One of the men’s adventure magazine covers that’s a personal favorite of mine (as you can see from the header of this blog) is the May 1957 issue of Man’s Life.
The painting on its cover is the epitome of a classic men’s pulp mag formula: vicious killer creatures attacking a manly man and a gorgeous DID (“damsel in distress”).
The coverline that goes with the painting is “CHEWED TO BITS BY GIANT TURTLES.”
This fits in what I call the “Weasels Ripped My Flesh” subgenre.
That’s because the most famous example is the cover of the September 1956 issue of Man’s Life. It features the headline “Weasels Ripped My Flesh” and a cover painting of a bleeding, barechested man being attacked by vicious weasels.

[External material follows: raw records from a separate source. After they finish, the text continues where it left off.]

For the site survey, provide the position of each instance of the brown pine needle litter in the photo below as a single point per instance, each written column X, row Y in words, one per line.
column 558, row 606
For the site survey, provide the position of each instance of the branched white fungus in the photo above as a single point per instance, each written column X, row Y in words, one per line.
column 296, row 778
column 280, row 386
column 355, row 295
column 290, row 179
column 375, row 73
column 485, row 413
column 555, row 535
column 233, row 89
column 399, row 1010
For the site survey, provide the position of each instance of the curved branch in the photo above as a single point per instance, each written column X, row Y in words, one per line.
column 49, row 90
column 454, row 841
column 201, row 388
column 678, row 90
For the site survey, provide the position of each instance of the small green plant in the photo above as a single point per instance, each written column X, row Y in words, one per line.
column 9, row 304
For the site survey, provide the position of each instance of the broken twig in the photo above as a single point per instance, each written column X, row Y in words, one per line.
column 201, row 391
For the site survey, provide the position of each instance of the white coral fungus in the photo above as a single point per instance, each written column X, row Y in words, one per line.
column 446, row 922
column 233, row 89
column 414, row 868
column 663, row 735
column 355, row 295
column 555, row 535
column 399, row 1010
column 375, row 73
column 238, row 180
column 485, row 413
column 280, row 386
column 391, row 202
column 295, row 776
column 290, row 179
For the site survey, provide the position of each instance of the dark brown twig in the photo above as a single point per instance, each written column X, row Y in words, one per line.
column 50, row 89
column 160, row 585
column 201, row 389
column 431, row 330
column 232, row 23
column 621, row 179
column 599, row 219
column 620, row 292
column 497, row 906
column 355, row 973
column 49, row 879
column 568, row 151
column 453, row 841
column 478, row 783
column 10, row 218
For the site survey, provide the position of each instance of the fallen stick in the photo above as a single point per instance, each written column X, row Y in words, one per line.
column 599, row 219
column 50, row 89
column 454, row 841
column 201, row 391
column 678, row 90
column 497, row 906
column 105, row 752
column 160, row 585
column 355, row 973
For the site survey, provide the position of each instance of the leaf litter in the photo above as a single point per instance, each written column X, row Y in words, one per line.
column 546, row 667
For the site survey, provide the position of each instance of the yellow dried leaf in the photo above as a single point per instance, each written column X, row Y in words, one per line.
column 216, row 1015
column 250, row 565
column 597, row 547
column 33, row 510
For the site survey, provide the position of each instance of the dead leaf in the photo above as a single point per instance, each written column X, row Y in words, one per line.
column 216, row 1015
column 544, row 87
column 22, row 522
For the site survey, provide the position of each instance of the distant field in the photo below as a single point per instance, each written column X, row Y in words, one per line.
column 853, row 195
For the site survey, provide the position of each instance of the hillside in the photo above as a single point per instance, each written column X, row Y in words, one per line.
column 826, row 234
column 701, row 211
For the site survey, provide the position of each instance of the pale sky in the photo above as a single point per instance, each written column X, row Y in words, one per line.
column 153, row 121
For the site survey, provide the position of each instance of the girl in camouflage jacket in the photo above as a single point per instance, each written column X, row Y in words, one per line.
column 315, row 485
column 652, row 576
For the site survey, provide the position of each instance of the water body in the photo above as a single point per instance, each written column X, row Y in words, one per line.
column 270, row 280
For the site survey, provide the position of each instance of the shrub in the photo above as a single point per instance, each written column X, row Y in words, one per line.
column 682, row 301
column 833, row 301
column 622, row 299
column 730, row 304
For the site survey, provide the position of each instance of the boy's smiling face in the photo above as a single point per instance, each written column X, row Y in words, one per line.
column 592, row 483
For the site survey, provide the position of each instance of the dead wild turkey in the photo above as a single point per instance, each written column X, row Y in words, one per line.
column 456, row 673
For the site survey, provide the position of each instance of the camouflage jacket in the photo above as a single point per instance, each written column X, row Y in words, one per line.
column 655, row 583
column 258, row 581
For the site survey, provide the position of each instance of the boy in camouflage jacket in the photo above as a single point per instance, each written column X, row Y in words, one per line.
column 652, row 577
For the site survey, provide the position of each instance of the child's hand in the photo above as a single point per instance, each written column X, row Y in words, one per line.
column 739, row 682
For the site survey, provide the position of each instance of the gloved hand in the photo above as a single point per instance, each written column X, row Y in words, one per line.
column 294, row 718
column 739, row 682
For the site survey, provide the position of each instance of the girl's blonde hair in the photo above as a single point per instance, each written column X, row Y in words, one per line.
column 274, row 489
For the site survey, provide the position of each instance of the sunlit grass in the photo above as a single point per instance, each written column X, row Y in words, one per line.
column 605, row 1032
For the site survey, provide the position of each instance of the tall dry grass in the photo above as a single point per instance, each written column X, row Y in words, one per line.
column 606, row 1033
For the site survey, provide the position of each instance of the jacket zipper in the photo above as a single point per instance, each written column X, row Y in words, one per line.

“Weasels Ripped My Flesh” was immortalized by Frank Zappa when he made it the title of a 1970 album.
Artist Will Hulsey did both the killer turtles and the killer weasels cover paintings and many other great ones like those.
Interestingly, in the May ’57 issue, the cover painting credit is listed as “American Art Agency.”
That was an agency that pulp artist Milton Luros started in 1955 to sell cover paintings and illustrations by his pulp artist buddies, like Hulsey and Norman Saunders. A few years later, Luros became art director of the men’s magazines, Adam and Knight (which were early “girlie magazines,” not men’s adventure mags.)
The attacking turtle story that goes with Hulsey’s painting was written by Vic Pate. I suspect that’s a pen name for one of the staff writers or freelancers who wrote stories for Man’s Life and other magazines published by Crestwood Publishing (aka Feature Publications).
It’s written in the first person as a “true story.” (Though if someone can prove to me it’s really true, I’ll eat my adventure-style pith helmet – which, amazingly, can still be found in an assortment of styles on Amazon.com).
The cover paintings used for many men’s adventure magazines were often bloodier than the stories they were painted for.
But Pate’s attacking turtles tale is actually bloodier and more gruesome than Hulsey’s cover painting. The subhead used inside under the story’s title gives a hint of what’s to come (and stretches it a little):
“Steel-like jaws clacked away, each bite slashing flesh from my body — I used my knife and my hands, and when they were gone, my bloody stumps — and yet the turtles came — ”
The yarn is written in a cool, noir-like style. It starts out in Shreveport, Louisiana then moves to the scene of the attack: a muck-bottomed backwater bayou.